You will receive instructions from staff at the interventional radiologist's office at least a day before the procedure. You may have blood drawn for pre-procedure testing at either the hospital or a local clinic. Staff will advise you if changes in your regular medication schedule are necessary. Make sure you let the staff know if you have any allergies to medication or to contrast material that may be used to enhance x-ray images. You will be asked to not eat or drink anything after midnight on the night before your procedure. In most cases you should take any medications that you usually take, especially blood pressure medications. If you are on any blood thinning medication such as Aspirin, Coumadin, Plavix, Lovenox, or Heparin you should check with the staff about when you should stop the medication. If you have any allergies to medications or to contrast material make sure to let the staff know that as well. Be sure to have someone available to drive you home afterwards.

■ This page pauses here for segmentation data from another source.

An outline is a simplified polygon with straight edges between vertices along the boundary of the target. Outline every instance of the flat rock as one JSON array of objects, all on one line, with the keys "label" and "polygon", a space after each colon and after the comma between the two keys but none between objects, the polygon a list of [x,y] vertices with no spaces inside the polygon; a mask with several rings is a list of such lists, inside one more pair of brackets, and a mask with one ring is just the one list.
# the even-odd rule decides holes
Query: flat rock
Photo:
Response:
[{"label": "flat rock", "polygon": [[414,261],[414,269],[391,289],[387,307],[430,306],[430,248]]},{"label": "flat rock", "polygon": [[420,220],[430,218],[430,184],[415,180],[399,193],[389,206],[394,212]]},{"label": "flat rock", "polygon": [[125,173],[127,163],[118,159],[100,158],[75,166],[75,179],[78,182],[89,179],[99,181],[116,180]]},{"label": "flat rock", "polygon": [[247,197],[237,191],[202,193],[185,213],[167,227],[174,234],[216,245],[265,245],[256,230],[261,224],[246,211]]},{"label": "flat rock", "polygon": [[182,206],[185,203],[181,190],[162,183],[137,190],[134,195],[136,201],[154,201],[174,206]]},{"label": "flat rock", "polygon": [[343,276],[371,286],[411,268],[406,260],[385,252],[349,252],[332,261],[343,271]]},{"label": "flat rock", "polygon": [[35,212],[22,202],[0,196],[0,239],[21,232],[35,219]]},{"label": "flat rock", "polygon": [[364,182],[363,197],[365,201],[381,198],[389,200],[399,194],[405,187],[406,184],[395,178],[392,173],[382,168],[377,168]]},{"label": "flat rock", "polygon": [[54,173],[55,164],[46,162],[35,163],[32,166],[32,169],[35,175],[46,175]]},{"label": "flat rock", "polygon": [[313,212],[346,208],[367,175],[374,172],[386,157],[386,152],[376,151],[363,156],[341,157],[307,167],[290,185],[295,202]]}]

HOW DOES THE PROCEDURE WORK?
A venocava filter is designed to trap large blood clots while preserving blood flow. The Interventional Radiologist inserts a catheter into the femoral or jugular vein and injects contrast dye through the catheter to visualize the vein. The IVC filter is then advanced into the venocava vein below the renal vein so it does not obstruct the flow to the kidney. The IVC filter is placed in the inferior venocava so it will catch emboli or blood clots from the lower extremities.
HOW IS THE PROCEDURE PREFORMED?
The radiologist will inject a local anesthetic in the groin or neck and insert a needle and catheter into the vein. Then the IVC filter is inserted.
WHAT WILL I EXPERIENCE DURING THE PROCEDURE?
An IV line will be inserted into your arm so that you can be given a mild sedative and other medications as necessary during the procedure. Although this sedative will make you feel relaxed and drowsy, you will probably remain awake during the procedure. Devices to monitor your heart rate and blood pressure will be attached to your body.
Next, depending on which approach your physician is using for the procedure, your groin or neck will be cleaned, shaved, and numbed with a local anesthetic. The head of your bed will be flat and you will need to lay with your legs straight. You will be asked to take deep breaths in and hold your breaths while x-ray pictures are taken. When the procedure is completed, you will be moved back to the Heart and Vascular Unit. You may feel groggy from the sedative. The catheter insertion site may be bruised and sore. If the catheter was inserted in your groin, you may need to lie in bed with your legs straight for several hours.
For several hours, your catheter site will be checked for bleeding or swelling and your blood pressure and heart rate will be monitored. If a contrast material was used during the procedure, you will urinate often to rid your body of this material. You may be asked to drink extra fluids.
After you return home, you should rest and drink plenty of fluids. You should avoid lifting heavy objects, strenuous exercise, and smoking for at least 24 hours ( and smoking you should avoid permanently since this is the cause of Atherosclerosis). If bleeding begins where the catheter was inserted, you should lie down, apply pressure to the site and call your physician. Any change in color to your leg or arm, pain, or a warm feeling in the area where the catheter was inserted should be reported to your physician.